The admission of Gentiles
But now in Christ Jesus ye that once were far off are made nigh in the blood of Christ. For he is our peace, who made both one, and brake down the middle wall of partition, having abolished in his flesh the enmity, even the law of commandments contained in ordinances; that he might create in himself of the twain one new man, so making peace; and might reconcile them both in one body unto God through the cross, having slain the enmity thereby: and he came and preached peace to you that were far off, and peace to them that were nigh: for through him we both have our access in one Spirit unto the Father.
Now we can turn from the negative to the positive statement, and observe what St. Paul says of the new privileges of the once heathen converts. He pictures them under four metaphors, each describing a social state.
(1) They are citizens in the holy state, the commonwealth of the people consecrated to God—citizens with full rights, and no longer strangers or unenfranchised residents (sojourners).
(2) More intimately still, they belong to the family or household of God.
(3) They are being built all together into a sanctuary for God to dwell in—a holy structure of which the foundation stones are the apostles, and the Christian prophets who were their companions; and of which the corner-stone, determining the lines of the building and compacting it into one, is Jesus Christ, according to the word of God by Isaiah, 'Behold I lay in Zion for a foundation stone, a tried stone, a precious corner stone of sure foundation.'
(4) But the metaphor of the building passes into the metaphor of the growing plant. Christ is, as St. Peter says, 'a living stone[[3]].' He not only determines the lines of the spiritual structure, but He pervades the whole of it as a presence and spirit, so that every other human 'stone' is also alive and growing with His life.
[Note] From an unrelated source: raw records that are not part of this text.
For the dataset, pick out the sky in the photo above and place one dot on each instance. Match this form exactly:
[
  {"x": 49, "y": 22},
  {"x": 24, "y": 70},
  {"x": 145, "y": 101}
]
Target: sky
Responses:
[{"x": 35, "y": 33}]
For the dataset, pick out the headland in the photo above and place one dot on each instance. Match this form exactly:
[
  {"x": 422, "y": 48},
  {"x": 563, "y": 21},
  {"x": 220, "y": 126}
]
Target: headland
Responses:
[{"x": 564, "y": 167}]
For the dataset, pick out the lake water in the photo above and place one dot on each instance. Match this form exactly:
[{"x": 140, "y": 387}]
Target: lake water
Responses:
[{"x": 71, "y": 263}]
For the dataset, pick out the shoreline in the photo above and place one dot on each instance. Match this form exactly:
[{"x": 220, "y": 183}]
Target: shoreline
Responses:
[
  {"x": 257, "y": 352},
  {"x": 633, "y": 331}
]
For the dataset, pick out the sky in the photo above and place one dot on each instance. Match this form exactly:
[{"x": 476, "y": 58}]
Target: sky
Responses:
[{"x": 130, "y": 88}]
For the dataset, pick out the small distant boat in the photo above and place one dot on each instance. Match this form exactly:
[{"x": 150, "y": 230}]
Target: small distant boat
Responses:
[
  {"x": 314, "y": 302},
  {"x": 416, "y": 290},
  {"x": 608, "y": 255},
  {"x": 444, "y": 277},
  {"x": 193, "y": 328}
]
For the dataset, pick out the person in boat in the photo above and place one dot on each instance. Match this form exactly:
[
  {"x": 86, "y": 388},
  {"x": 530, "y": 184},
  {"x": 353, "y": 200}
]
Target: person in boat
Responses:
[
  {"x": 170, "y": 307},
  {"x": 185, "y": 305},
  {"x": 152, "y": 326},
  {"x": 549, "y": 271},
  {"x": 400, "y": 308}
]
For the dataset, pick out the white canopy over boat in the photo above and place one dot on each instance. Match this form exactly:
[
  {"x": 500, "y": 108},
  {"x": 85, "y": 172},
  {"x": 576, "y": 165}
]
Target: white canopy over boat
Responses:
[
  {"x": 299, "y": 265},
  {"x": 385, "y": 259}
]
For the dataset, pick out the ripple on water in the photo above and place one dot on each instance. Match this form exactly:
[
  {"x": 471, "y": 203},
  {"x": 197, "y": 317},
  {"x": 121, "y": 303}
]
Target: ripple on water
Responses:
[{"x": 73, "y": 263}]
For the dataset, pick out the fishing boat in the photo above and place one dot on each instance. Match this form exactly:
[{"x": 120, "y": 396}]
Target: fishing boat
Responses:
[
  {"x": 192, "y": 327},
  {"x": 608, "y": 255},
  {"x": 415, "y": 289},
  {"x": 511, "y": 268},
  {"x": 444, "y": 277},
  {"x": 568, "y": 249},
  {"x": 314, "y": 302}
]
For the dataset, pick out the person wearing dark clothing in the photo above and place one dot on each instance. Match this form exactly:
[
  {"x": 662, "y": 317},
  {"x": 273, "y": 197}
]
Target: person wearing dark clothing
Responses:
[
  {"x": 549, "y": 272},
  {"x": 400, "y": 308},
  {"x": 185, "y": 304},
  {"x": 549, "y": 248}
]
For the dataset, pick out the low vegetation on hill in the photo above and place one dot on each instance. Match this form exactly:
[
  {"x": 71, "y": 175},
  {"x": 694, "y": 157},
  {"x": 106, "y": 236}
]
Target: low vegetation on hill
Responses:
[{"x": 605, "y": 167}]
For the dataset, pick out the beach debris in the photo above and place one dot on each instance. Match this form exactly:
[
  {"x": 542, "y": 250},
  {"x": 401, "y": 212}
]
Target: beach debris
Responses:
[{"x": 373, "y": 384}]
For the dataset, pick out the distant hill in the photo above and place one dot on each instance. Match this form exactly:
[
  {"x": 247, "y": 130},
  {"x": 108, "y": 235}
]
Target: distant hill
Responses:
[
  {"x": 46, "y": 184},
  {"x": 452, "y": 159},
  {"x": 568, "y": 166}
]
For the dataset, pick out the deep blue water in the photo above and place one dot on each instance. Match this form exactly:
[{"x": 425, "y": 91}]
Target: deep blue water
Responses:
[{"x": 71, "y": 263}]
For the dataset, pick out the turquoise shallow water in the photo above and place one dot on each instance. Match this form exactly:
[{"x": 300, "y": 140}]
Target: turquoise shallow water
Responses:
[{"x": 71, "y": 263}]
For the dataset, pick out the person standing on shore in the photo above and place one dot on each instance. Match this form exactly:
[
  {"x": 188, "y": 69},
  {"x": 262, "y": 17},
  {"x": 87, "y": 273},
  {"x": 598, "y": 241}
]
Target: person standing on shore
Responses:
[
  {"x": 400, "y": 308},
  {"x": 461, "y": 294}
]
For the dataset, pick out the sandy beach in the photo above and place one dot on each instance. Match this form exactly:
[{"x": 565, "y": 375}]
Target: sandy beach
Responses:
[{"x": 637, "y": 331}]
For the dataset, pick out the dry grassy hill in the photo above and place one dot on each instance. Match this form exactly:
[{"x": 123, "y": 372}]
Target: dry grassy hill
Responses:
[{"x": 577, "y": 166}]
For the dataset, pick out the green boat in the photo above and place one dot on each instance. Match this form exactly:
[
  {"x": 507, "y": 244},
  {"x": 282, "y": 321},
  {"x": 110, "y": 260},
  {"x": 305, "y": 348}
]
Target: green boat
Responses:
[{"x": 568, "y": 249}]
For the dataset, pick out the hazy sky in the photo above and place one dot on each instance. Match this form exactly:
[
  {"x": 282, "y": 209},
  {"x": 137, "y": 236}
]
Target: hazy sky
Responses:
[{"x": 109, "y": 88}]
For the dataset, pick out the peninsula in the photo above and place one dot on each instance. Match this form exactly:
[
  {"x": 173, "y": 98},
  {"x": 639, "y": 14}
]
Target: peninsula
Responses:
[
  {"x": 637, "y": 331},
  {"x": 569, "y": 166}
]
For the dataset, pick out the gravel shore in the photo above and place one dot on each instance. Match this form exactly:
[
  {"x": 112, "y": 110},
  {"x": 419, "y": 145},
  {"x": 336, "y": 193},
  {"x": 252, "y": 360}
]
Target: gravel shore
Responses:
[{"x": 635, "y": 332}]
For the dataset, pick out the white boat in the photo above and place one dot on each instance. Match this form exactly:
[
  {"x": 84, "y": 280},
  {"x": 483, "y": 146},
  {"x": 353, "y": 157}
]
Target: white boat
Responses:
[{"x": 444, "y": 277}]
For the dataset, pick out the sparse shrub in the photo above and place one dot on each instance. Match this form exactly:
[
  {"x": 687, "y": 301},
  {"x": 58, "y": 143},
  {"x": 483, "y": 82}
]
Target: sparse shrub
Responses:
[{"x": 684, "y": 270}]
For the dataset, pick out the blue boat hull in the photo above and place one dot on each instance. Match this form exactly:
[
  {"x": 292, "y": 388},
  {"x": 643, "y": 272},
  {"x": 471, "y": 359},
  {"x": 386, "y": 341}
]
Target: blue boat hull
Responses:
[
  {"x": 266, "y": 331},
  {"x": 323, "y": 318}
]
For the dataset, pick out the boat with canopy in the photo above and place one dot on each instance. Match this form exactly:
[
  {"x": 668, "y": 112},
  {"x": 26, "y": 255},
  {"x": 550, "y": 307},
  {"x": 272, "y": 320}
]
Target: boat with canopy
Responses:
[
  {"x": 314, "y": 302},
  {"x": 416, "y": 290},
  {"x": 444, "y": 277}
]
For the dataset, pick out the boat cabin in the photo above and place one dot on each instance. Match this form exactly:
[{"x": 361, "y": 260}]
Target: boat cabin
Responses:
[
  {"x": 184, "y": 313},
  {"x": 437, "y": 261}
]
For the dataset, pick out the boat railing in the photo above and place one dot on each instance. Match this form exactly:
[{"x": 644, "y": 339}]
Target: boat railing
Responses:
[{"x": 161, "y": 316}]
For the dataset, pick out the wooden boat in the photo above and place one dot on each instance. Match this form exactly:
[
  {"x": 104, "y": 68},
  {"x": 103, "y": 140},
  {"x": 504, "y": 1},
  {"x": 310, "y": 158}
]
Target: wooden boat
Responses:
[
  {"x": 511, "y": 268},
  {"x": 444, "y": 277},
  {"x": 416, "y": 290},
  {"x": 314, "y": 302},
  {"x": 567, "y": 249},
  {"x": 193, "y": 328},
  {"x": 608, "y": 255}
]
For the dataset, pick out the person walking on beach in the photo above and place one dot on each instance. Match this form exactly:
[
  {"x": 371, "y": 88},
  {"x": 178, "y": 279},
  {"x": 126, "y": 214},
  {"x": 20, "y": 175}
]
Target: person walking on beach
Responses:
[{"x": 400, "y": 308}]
So then ye are no more strangers and sojourners, but ye are fellow-citizens with the saints, and of the household of God, being built upon the foundation of the apostles and prophets, Christ Jesus himself being the chief corner stone; in whom each several building, fitly framed together, groweth into a holy temple in the Lord; in whom ye also are builded together for a habitation of God in the Spirit.
These are indeed metaphors expressive of glorious realities, which have no doubt become dulled in meaning through a conventional Christianity, which involves no sacrifice and therefore attains no sense of blessedness, but which a little meditation may easily restore to something of their original freshness.